Details of the Momsboard

Momsboard is 100% made in Korea. It’s eco-friendly, durable and is designed to grow with your kids and to nurture their creativity.

There are several designs, like an ice cream popsicle, the regular square, and a number of beautiful pastel colours like grey, pink or blue to choose from so you can pick your child’s favourite colour or one that matches the overall colour scheme, layout or feel of the room. We chose the Jeje House Momsboard (M) in Mint.

Toppings Kids also stocks several amazing learning aids that are a perfect complement to the Momsboard, some of which I ordered to review: the Animal Puzzle and the Bundle of Magnetic Uppercase letters, Lowercase letters, numbers, and clock.

Benefits of Working on A Vertical Surface for Children’s Development

As mentioned earlier, there are several developmental benefits for children to work on a vertical surface as they get the opportunities to strengthen and develop certain physical motor skills in a way that sitting at the table and floor won’t.

It is definitely more common for children to play or work on fine-motor activities on horizontal surfaces so I’m really glad that we now have an amazing resource that will encourage my children to work on a vertical surface more often without any additional setup from me.

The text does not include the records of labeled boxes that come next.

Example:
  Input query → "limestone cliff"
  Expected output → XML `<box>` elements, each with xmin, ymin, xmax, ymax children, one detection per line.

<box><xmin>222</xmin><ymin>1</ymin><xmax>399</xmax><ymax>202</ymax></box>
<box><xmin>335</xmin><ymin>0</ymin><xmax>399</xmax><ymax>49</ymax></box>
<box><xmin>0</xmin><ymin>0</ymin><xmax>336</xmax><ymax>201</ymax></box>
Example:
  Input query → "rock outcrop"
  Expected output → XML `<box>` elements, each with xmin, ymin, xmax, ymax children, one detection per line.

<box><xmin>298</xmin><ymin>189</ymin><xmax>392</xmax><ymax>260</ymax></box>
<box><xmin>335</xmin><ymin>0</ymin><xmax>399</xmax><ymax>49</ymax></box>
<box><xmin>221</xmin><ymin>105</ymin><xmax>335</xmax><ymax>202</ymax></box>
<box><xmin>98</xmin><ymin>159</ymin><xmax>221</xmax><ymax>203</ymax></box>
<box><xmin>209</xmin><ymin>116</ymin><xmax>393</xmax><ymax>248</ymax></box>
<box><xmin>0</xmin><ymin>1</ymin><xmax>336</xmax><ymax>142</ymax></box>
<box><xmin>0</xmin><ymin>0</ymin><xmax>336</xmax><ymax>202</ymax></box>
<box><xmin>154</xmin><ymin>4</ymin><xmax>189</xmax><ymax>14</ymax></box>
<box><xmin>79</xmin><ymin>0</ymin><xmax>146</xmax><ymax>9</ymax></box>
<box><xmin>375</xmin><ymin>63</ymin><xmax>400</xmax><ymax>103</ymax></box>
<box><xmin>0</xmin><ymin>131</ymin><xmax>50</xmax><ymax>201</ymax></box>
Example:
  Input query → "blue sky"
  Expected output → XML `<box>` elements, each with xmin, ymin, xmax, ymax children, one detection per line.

Working on a Vertical Surface

Having said all that, here are some of the wonderful skills children are unintentionally developing by working on a vertical surface from the observations of my children using the Momsboard in various ways.  

Engaging Core Strength, Back Muscles and Facilitating Good Posture

Working on a Vertical Surface

Several times throughout the day, my 3yo would go back and forth between the board and her other toys – drawing, creating various 2D & 3D shapes and objects on it using our playmags and even combining both activities to trace around the playmags creations she’s constructed. She assumes different positions, alternating between kneeling and standing and occasionally hunching over the board and this builds her core strength and helps her to maintain a good upright posture.

As for Miss 2, she is often hobbling in front of the board moving the various magnetic learning aids as well as the puzzle pieces about to find their matching pair. Without the back of a chair for support, her back muscles are constantly engaged to keep her posture upright for easy access to the magnets on the whiteboard.

Shoulder/Elbow Stability

Working on a Vertical Surface

A real benefit of using a whiteboard has been that it makes things really easy to correct and revise your work, therefore really improving my child’s observation and drawing skills. When my 3-year-old is unsatisfied with her drawing which she often is being the little perfectionist that she is, she very easily uses the eraser provided to revise her creation to satisfaction. All the time spent working and reworking strengthens her arm and back muscles to build better arm stabilisation which brings me to my next point.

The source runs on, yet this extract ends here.